Russian Nuclear Center engineers arrested for using supercomputers to mine cryptocurrency

The temptation to cash in on cryptocurrency may have been too much to resist.
Written by Charlie Osborne, Contributing Writer

Employees at the Russian Federation Nuclear Center have been arrested on suspicion of using supercomputers at the facility to mine cryptocurrency.

With increased interest and value in cryptocurrency such as Bitcoin, Monero, and Ethereum, threat actors have also begun to capitalize on the emerging industry.

Botnets are being utilized to harness power stolen from compromised slave systems to mine for cryptocurrency, government websites are being hijacked, ransomware operators demand their blackmail payments in virtual currency, and consumer mining operations are being hijacked by hackers switching wallet addresses to their own.

There are many ways, legitimately and illegitimately, to make money from cryptocurrency. For the average consumer, such trading can be lucrative but also comes with risks -- as the recent crash in the price of Bitcoin has demonstrated.

Mining remains profitable for some types of cryptocurrency, including Monero and Ethereum. These operations are only worthwhile, however, if the computing power behind them is powerful enough and it is financially viable to lend PC power to find virtual coins.

This appears to be what the staff at the nuclear center knew.

The Sarov-based nuclear facility, also known as the All-Russian Research Institute of Experimental Physics (RFNC-VNIIEF), focuses on enhancing nuclear weaponry at the computational and theoretical levels.

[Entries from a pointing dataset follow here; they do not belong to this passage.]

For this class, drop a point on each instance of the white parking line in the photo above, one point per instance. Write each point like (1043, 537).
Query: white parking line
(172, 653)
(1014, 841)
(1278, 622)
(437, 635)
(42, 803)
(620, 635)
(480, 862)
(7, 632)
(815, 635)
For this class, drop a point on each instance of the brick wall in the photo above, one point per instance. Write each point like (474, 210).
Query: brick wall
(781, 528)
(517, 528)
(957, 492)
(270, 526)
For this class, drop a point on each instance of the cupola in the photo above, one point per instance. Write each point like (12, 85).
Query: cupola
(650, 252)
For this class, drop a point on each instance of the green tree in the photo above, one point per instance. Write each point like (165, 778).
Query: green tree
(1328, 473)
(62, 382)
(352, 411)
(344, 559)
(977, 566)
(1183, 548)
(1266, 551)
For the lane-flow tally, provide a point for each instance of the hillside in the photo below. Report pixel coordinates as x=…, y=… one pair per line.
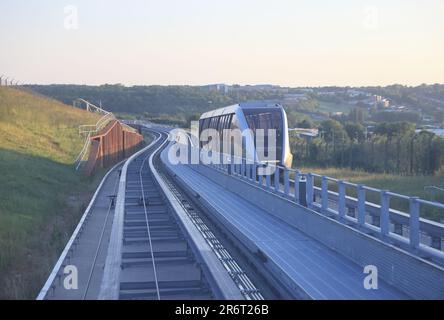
x=41, y=196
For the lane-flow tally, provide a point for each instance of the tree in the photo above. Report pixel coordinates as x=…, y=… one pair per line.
x=355, y=131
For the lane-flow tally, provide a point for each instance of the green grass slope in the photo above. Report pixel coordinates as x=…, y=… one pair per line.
x=41, y=195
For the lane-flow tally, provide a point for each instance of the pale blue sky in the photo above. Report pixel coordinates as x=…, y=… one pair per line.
x=286, y=42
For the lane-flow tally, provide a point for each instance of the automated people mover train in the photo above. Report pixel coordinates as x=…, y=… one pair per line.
x=252, y=116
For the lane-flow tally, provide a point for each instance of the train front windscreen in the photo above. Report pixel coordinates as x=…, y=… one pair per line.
x=266, y=119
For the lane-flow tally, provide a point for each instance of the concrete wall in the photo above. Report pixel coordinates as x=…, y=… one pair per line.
x=414, y=276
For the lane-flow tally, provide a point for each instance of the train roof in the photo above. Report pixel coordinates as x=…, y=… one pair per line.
x=234, y=108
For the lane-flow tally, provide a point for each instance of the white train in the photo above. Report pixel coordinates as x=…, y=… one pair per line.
x=252, y=116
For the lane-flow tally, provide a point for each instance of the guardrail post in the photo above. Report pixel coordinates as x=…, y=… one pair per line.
x=398, y=228
x=243, y=168
x=414, y=222
x=361, y=205
x=248, y=170
x=286, y=182
x=341, y=208
x=324, y=194
x=436, y=242
x=276, y=179
x=385, y=213
x=310, y=190
x=297, y=177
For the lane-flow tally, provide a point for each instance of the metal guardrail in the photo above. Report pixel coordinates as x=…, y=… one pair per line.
x=403, y=229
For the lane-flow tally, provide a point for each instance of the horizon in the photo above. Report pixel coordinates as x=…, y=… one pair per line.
x=230, y=85
x=287, y=43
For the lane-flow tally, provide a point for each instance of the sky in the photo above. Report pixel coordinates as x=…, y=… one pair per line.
x=196, y=42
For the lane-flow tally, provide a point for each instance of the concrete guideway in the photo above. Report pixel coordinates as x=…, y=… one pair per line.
x=155, y=251
x=87, y=247
x=310, y=266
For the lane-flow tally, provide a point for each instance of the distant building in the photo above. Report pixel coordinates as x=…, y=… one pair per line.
x=218, y=87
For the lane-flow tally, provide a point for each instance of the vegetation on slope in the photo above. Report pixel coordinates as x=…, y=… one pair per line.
x=41, y=195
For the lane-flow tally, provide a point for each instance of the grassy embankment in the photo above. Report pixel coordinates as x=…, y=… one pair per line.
x=41, y=196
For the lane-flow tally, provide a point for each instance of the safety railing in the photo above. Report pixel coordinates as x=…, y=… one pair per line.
x=392, y=217
x=89, y=130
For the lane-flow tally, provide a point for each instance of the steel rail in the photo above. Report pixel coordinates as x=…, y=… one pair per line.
x=99, y=244
x=148, y=226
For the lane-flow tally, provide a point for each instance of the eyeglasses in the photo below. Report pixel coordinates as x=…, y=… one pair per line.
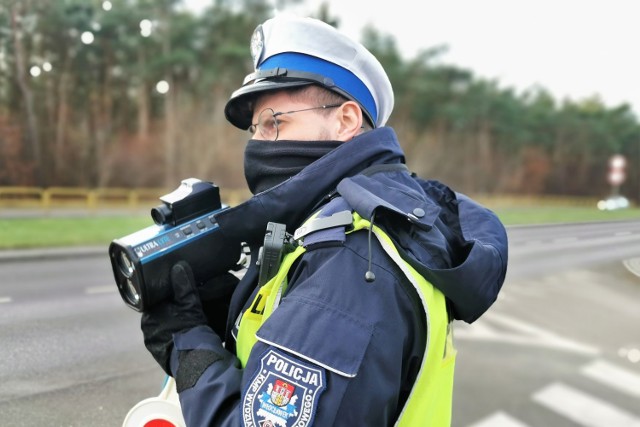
x=268, y=121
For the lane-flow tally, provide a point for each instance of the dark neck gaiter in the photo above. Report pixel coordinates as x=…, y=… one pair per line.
x=269, y=163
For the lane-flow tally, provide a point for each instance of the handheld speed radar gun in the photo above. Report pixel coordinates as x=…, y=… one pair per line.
x=185, y=230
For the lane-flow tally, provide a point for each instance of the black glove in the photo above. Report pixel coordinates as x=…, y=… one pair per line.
x=182, y=312
x=215, y=295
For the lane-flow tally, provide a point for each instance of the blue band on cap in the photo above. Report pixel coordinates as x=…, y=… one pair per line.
x=342, y=78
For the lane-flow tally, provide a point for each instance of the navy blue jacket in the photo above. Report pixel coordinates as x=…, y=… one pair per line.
x=340, y=350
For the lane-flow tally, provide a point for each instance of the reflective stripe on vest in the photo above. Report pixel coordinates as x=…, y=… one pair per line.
x=430, y=400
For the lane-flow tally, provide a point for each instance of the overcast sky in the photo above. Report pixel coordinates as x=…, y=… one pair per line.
x=573, y=48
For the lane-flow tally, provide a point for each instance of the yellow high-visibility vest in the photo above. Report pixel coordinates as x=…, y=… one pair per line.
x=429, y=403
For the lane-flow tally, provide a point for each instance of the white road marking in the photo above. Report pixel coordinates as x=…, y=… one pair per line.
x=515, y=331
x=582, y=408
x=498, y=419
x=107, y=289
x=613, y=376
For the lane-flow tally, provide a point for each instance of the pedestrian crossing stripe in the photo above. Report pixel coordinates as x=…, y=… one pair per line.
x=578, y=406
x=582, y=408
x=613, y=376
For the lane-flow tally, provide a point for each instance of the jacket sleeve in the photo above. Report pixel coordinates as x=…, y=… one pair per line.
x=337, y=350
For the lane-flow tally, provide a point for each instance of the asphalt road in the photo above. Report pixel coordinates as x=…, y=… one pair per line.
x=561, y=346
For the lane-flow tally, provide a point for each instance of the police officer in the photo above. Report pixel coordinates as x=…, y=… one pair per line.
x=355, y=327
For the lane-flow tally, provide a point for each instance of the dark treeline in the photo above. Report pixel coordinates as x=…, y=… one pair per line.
x=82, y=104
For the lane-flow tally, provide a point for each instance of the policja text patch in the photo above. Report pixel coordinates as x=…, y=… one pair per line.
x=283, y=393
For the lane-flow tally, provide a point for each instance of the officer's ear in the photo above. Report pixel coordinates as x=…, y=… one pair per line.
x=349, y=120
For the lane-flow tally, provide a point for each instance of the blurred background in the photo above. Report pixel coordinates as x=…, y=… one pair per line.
x=128, y=93
x=531, y=107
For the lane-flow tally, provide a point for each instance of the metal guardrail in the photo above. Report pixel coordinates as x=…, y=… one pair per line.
x=66, y=197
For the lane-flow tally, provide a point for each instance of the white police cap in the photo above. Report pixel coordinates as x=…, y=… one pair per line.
x=290, y=51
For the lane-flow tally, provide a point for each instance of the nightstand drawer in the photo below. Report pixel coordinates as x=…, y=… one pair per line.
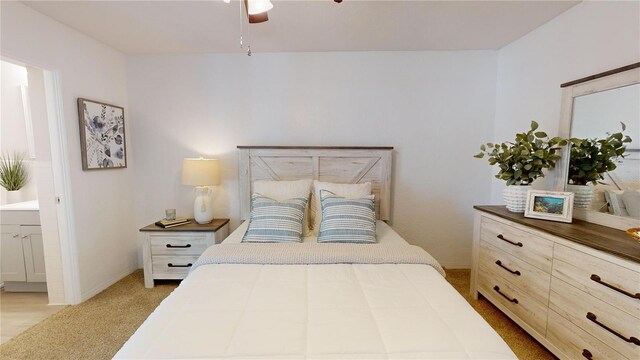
x=524, y=245
x=178, y=245
x=525, y=276
x=614, y=284
x=172, y=267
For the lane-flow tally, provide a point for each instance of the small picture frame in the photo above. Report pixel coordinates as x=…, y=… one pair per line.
x=102, y=137
x=549, y=205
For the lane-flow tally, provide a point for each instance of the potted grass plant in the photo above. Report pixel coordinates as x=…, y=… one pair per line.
x=13, y=175
x=522, y=161
x=590, y=159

According to local news publication Interfax, engineers were recently arrested as the facility for attempting to use the institution's supercomputers to mine cryptocurrency.

It is not known how many members of staff were arrested, but according to Tatyana Zalesskaya, head of the research institute's press service, "there was an attempt" to use the systems for mining with "office computing resources."

As none of the facility's systems, including its 1-petaflop capable supercomputer which was powered up in 2011, are meant to be connected to the Internet due to the research involved, once the engineers allegedly attempted to connect to the web for mining, the scheme was exposed.

"Similar attempts have recently been registered in a number of large companies with large computing capacities, which will be severely suppressed at our enterprises, this is technically a hopeless and criminal offense," Zalesskaya added.

The Russian Federal Security Service (FSB) is yet to make a statement relating to the arrests, however, it is understood that a criminal case is being brought against the employees.

See also: Hacking suspect Lauri Love wins landmark appeal against US extradition

Earlier this month, cybersecurity firm Radiflow revealed a cryptocurrency mining operation on a SCADA network of a critical infrastructure operator.

The unnamed water utility firm's servers were infected with malware that mined Monero for threat actors.